Most developers use LangChain for RAG without understanding what happens under the hood. This 90-minute workshop strips away all the abstractions to show you the actual mechanics of retrieval-augmented generation.

Context

The explosion of large language models created a curious problem: these models are powerful but know nothing about your specific data. They can't access your documentation, your company's knowledge base, or any information that wasn't in their training set. The solution—Retrieval-Augmented Generation—sounds complex but boils down to a simple idea: before asking the LLM a question, first retrieve relevant context from your own documents and include it in the prompt.

Most production implementations hide this simplicity behind layers of frameworks, cloud services, and abstractions. LangChain, LlamaIndex, and similar tools are excellent for production but terrible for learning. The llmsnippet repository takes the opposite approach: it's a minimalist teaching tool designed to demonstrate RAG fundamentals in a workshop setting without any framework overhead. By using only Docker containers for Qdrant (vector database) and Llama.cpp (local LLM inference) plus a handful of Python scripts, it reveals the core pattern that powers everything from ChatGPT's custom instructions to enterprise knowledge systems.

Technical Insight

The architecture follows the classic RAG pipeline: document ingestion with embedding generation, vector storage and similarity search, and context-augmented LLM prompting. What makes this implementation educational rather than production-ready is its deliberate simplicity—every step is visible and modifiable.

The setup uses Docker Compose to orchestrate two services: a Qdrant vector database container and a Llama.cpp server running a quantized model. This local-first approach means no API keys, no rate limits, and complete transparency into how embeddings and inference actually work. Here's the core pattern for document ingestion:

from qdrant_client import QdrantClient
from sentence_transformers import SentenceTransformer

# Initialize embedding model and vector DB client
encoder = SentenceTransformer('all-MiniLM-L6-v2')
client = QdrantClient(host="localhost", port=6333)
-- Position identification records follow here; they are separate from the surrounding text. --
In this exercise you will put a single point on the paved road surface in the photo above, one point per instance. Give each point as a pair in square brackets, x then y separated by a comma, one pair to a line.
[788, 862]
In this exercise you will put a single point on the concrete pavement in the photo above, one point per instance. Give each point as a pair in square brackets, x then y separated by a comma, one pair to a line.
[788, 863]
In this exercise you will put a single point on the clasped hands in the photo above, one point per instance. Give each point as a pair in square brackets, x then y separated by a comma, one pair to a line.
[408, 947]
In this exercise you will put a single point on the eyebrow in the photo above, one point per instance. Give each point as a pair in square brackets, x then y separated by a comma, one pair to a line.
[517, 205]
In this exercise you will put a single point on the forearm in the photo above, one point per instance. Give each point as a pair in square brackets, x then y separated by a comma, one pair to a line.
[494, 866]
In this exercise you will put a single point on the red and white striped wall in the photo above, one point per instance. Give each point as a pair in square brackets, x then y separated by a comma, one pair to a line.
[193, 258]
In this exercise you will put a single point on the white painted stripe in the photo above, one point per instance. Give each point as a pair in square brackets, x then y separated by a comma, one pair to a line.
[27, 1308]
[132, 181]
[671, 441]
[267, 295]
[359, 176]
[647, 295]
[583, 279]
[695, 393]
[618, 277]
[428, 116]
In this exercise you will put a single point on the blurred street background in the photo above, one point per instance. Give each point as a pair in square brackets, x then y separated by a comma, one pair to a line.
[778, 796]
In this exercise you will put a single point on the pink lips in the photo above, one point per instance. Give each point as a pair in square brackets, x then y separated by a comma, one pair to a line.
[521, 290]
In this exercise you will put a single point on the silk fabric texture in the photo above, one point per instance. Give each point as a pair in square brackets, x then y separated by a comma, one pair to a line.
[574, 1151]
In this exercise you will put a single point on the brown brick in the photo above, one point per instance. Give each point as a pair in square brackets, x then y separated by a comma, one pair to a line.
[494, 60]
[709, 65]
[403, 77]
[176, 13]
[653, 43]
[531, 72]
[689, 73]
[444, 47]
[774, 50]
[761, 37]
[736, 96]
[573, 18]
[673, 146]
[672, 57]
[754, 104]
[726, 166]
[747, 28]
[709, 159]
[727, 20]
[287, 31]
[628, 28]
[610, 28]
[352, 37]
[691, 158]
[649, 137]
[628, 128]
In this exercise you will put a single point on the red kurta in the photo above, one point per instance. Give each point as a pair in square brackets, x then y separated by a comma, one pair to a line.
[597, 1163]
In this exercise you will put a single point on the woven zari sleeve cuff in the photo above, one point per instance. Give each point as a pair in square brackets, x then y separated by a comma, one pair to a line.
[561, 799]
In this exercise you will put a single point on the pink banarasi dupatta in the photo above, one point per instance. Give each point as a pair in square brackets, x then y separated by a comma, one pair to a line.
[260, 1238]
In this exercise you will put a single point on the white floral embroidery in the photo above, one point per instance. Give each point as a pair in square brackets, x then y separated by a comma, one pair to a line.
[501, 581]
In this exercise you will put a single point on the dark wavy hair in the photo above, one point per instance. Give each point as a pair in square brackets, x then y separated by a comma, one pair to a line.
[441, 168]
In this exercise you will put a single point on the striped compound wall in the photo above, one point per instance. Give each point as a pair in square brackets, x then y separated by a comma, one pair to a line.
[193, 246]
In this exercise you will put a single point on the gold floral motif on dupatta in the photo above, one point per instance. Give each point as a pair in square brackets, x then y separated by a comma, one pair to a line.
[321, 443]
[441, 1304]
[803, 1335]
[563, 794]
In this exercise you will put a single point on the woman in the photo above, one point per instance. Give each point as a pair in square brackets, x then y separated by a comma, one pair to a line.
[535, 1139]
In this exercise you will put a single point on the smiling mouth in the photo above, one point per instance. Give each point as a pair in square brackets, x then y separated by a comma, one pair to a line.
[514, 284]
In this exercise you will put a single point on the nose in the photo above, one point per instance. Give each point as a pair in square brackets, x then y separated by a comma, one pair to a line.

# Create collection with vector dimensions matching model output
client.create_collection(
    collection_name="documents",
    vectors_config={"size": 384, "distance": "Cosine"}
)

# Chunk and embed documents
documents = [
    "RAG combines retrieval with generation for better context",
    "Vector databases store embeddings for similarity search",
    "Llama.cpp enables local LLM inference without GPUs"
]

for idx, doc in enumerate(documents):
    vector = encoder.encode(doc).tolist()
    client.upsert(
        collection_name="documents",
        points=[{
            "id": idx,
            "vector": vector,
            "payload": {"text": doc}
        }]
    )

The retrieval step performs cosine similarity search against the stored embeddings. When a user asks a question, you embed that question with the same model, search for the most similar document vectors, and retrieve the original text. This is where the "magic" happens—you're finding semantically related content without keyword matching:

def retrieve_context(query: str, top_k: int = 3):
    # Embed the query using the same model
    query_vector = encoder.encode(query).tolist()
    
    # Search for similar documents
    results = client.search(
        collection_name="documents",
        query_vector=query_vector,
        limit=top_k
    )
    
    # Extract text from results
    context = "\n".join([hit.payload["text"] for hit in results])
    return context

The final step sends a crafted prompt to the Llama.cpp server with retrieved context injected before the user's question. The LLM sees both the question and relevant background information, allowing it to generate informed responses:

import requests

def generate_response(query: str):
    context = retrieve_context(query)
    
    prompt = f"""Use the following context to answer the question.
    
Context:
{context}

Question: {query}

Answer:"""
    
    response = requests.post(
        "http://localhost:8080/completion",
        json={
            "prompt": prompt,
            "temperature": 0.7,
            "n_predict": 256
        }
    )
    
    return response.json()["content"]

What this minimal implementation teaches is that RAG isn't magic—it's just vector similarity search plus prompt engineering. The embedding model converts text into numerical representations where semantic similarity translates to geometric proximity. The vector database performs efficient nearest-neighbor search. The LLM is just a function that takes the augmented prompt and generates text. Understanding these three components separately makes production frameworks far less mysterious.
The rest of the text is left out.